Quando escreveu Serena, um romance situado mais ou menos nos anos em que o senhor começou sua carreira, o senhor estava tentando de algum modo olhar para esse passado?
Foi um olhar de esguelha por sobre meu ombro. Eu estava também interessado em mesclar o mundo da literatura com o mundo da espionagem. Creio que eles são relacionados. O escritor é uma espécie de espião, e claramente, naquele livro, o espião é uma espécie de escritor.
Escritores e narrativas são preponderantes no seu trabalho. Em alguns dos romances, o leitor descobre ao fim que está lendo uma narrativa escrita por um personagem. O senhor tem fé na narrativa como forma de organizar o mundo?
Sempre acreditei nas narrativas poderosas.

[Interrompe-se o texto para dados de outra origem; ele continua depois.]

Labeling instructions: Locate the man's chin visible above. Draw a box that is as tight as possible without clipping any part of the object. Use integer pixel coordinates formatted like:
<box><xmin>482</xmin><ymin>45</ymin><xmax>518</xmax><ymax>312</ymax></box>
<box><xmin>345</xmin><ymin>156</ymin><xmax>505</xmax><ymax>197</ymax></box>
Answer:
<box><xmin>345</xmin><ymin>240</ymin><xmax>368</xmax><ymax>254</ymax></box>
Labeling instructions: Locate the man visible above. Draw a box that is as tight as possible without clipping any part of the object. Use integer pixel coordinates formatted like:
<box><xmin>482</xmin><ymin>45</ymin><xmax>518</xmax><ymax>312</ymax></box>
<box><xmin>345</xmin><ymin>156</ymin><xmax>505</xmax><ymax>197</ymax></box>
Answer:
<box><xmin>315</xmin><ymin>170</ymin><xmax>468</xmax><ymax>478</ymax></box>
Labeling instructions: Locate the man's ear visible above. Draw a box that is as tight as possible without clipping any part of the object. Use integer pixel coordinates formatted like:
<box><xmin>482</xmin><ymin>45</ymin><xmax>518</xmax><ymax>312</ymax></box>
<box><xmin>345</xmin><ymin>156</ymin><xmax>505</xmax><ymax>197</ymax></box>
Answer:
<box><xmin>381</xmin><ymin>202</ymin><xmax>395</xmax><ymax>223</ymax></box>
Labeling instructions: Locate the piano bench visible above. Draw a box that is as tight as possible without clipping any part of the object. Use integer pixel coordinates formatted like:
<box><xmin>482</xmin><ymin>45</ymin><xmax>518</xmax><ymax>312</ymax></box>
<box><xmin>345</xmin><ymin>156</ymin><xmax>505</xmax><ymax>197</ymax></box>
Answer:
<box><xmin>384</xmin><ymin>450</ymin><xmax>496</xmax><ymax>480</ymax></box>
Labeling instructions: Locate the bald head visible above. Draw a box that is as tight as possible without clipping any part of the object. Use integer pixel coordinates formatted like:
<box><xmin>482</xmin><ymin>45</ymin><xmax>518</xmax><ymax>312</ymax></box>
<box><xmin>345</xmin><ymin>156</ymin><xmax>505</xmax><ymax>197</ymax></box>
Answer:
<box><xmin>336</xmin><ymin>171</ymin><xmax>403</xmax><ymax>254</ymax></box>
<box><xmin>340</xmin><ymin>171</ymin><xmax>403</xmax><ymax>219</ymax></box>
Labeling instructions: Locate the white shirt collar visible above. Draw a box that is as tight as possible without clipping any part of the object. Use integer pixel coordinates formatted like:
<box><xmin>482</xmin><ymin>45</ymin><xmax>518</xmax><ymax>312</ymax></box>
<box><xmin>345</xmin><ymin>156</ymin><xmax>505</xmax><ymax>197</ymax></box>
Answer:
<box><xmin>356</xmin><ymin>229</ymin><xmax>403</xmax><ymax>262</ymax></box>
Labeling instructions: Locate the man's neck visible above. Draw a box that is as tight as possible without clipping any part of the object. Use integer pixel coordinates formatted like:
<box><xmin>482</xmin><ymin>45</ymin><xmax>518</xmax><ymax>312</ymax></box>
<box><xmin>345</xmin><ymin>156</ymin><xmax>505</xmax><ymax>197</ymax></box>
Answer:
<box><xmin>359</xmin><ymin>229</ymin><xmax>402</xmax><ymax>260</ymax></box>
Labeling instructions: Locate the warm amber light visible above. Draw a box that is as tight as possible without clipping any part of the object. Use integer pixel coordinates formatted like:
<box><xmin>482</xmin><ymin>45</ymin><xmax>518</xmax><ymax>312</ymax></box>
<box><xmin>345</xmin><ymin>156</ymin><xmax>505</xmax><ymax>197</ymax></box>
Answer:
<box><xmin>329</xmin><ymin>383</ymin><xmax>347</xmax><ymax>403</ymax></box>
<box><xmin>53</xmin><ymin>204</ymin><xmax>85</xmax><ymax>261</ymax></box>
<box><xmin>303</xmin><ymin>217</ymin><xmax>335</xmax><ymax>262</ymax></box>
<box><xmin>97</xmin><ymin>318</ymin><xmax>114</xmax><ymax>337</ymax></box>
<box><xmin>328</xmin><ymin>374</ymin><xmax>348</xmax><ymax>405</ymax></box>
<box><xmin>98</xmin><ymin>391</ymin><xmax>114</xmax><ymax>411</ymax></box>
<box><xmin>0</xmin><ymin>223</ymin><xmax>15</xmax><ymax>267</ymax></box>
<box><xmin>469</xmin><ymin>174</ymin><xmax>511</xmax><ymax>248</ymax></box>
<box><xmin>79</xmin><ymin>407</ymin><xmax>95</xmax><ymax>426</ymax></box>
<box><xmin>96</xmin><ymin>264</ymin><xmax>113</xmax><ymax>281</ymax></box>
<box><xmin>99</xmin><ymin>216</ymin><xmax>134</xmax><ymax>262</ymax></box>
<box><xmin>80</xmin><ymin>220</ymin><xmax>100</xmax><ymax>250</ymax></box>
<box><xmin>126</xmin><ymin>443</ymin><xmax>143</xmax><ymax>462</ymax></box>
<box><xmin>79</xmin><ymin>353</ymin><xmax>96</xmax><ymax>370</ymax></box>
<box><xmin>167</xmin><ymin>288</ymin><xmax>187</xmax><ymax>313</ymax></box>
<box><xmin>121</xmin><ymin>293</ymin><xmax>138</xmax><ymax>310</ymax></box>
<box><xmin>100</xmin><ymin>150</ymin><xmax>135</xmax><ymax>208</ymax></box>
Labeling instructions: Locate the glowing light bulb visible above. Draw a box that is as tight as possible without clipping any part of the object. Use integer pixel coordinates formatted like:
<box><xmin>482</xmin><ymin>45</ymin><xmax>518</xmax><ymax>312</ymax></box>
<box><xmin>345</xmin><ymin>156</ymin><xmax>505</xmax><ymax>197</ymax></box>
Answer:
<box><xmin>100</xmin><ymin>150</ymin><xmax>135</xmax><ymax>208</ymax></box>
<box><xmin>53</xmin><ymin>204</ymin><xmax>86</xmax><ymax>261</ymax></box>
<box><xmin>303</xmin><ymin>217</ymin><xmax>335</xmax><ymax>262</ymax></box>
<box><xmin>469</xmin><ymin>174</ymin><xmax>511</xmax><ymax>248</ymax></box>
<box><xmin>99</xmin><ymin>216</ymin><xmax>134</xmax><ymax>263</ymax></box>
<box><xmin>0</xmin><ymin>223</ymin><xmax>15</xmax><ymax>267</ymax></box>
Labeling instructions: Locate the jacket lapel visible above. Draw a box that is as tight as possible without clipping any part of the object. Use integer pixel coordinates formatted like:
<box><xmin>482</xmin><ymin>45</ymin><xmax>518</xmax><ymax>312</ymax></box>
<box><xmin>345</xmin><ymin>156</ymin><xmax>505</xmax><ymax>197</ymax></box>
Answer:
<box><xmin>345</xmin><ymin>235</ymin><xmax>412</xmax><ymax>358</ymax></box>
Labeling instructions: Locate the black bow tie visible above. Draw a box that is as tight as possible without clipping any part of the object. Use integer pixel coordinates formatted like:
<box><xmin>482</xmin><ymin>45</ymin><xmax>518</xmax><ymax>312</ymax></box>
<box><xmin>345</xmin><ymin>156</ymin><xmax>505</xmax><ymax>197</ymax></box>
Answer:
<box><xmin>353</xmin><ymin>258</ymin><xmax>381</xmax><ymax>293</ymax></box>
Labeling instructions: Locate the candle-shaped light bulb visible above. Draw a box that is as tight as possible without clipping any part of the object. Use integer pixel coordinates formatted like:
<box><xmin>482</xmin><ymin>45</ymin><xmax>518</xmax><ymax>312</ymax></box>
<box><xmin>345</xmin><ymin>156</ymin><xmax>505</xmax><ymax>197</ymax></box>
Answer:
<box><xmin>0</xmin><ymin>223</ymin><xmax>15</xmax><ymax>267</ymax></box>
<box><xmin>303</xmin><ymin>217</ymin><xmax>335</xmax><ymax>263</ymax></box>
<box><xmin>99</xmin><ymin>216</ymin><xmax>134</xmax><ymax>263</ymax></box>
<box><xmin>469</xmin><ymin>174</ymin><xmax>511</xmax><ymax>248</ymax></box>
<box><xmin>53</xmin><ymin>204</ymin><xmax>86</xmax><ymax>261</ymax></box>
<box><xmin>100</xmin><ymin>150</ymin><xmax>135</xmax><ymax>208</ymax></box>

Penso que parte da minha missão é unir as lições dos grandes gigantes do modernismo do início do século 20 com as coisas lindas que a narrativa do século 19 nos legou. Como nos dar uma amostra do que é viver hoje, da condição humana, da natureza do mundo em que vivemos, ao mesmo tempo sem jamais negligenciar as conquistas trazidas pelo modernismo. Estar ciente não apenas do que a linguagem descreve, mas da própria linguagem. E ambas as coisas têm de andar juntas, uma a serviço da outra. Que é o motivo pelo qual eu cansei da tradição europeia muito forte da escrita existencial, que poderia se dar em qualquer lugar, em qualquer tempo.